Präfrontal bleibt es – abgesehen von teils zähem Nebel und Hochnebel in
Flussnähe – südlich des Mains noch meist freundlich. Und auch postfrontal
lockert die Bewölkung über der Norddeutschen Tiefebene im Tagesverlauf etwas auf
und die Schauerneigung ist fernab jedweder Höhenkaltluft nur gering.

Aufgrund der besseren Durchmischung in der Nordhälfte sind in der erwärmten
Subpolarluft (Temperaturen in 850 hPa < 0 Grad) mit 9 bis 12 Grad höhere Maxima
zu verzeichnen als im entkoppelten Süden, wo in der gealterten Kontinentalluft
bei 850 hPa Temperaturen von rund 5 Grad nur die Berge mit den Temperaturen im
Norden mithalten können. Vor allem entlang der Flusstäler ist es bei etwa 5 Grad
deutlich kühler, im Dauernebel teils noch darunter.

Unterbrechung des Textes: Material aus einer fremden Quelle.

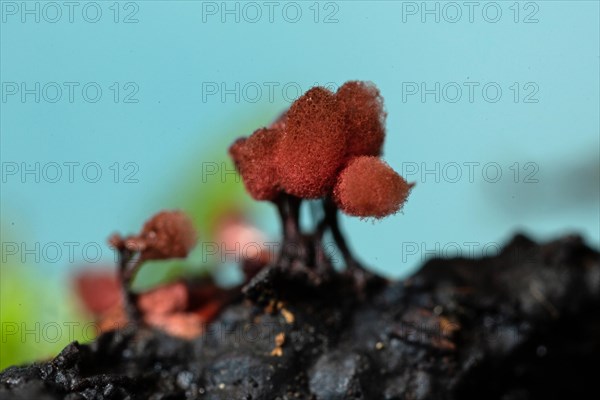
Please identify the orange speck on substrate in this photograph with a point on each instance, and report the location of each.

An den Küsten und auch im höheren Bergland bleibt es weiterhin windig mit teils
stürmischen Böen, auf Brocken und Fichtelberg auch schweren Sturmböen.

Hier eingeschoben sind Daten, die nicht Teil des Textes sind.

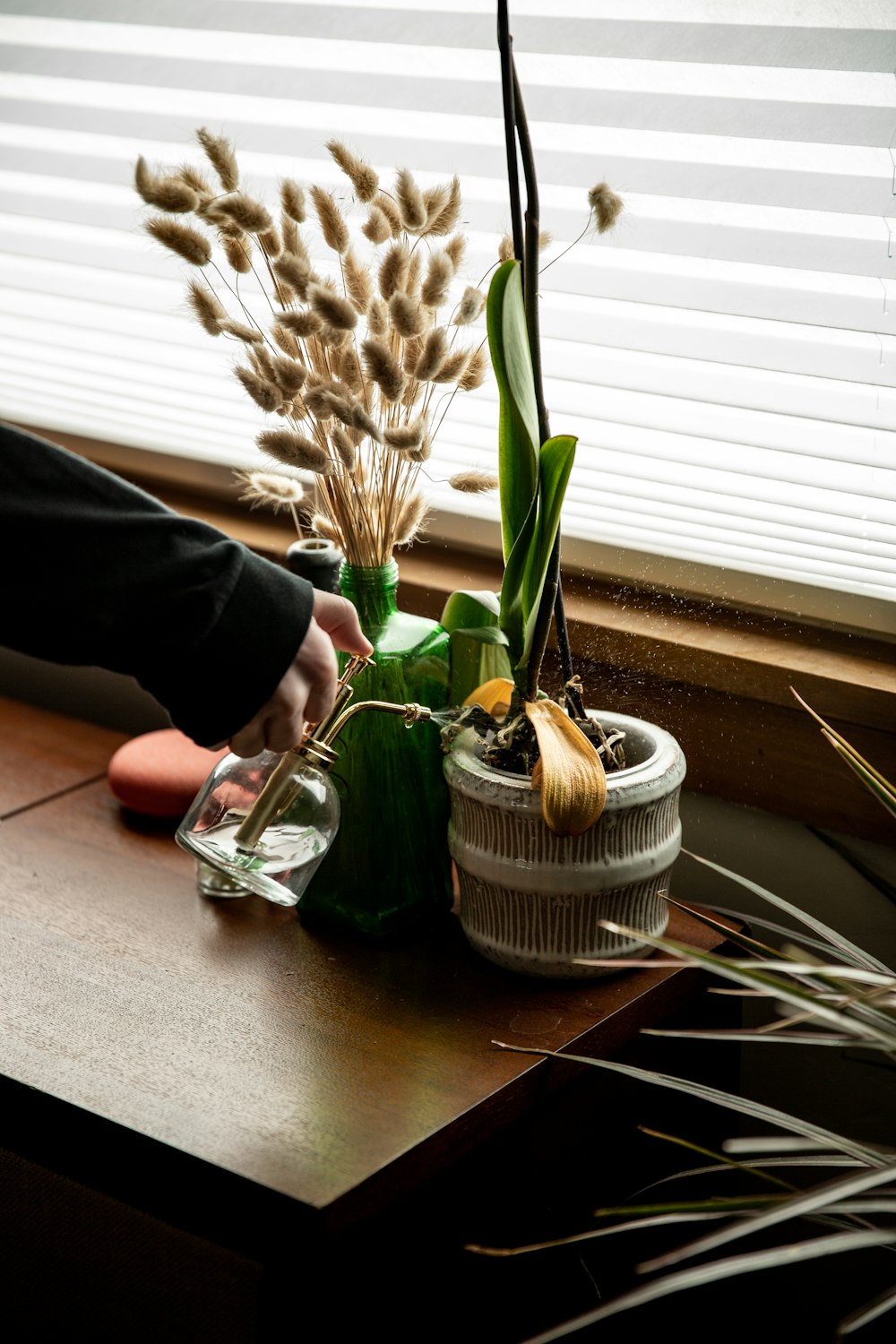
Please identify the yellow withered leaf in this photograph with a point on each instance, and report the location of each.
(495, 695)
(573, 782)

Modellvergleich und -einschätzung

Bis auf rund 1 Bft höhere Böen im Modelloutput des ICON12 für Samstag trotz
modellübergreifend recht einheitlichem Gradienten bei stabiler Schichtung
(Tendenz ICON eher zu hoch) und den üblichen Grenzschichtproblemen im Süden gibt
es keine nennenswerten Modellunterschiede in der Kurzfrist.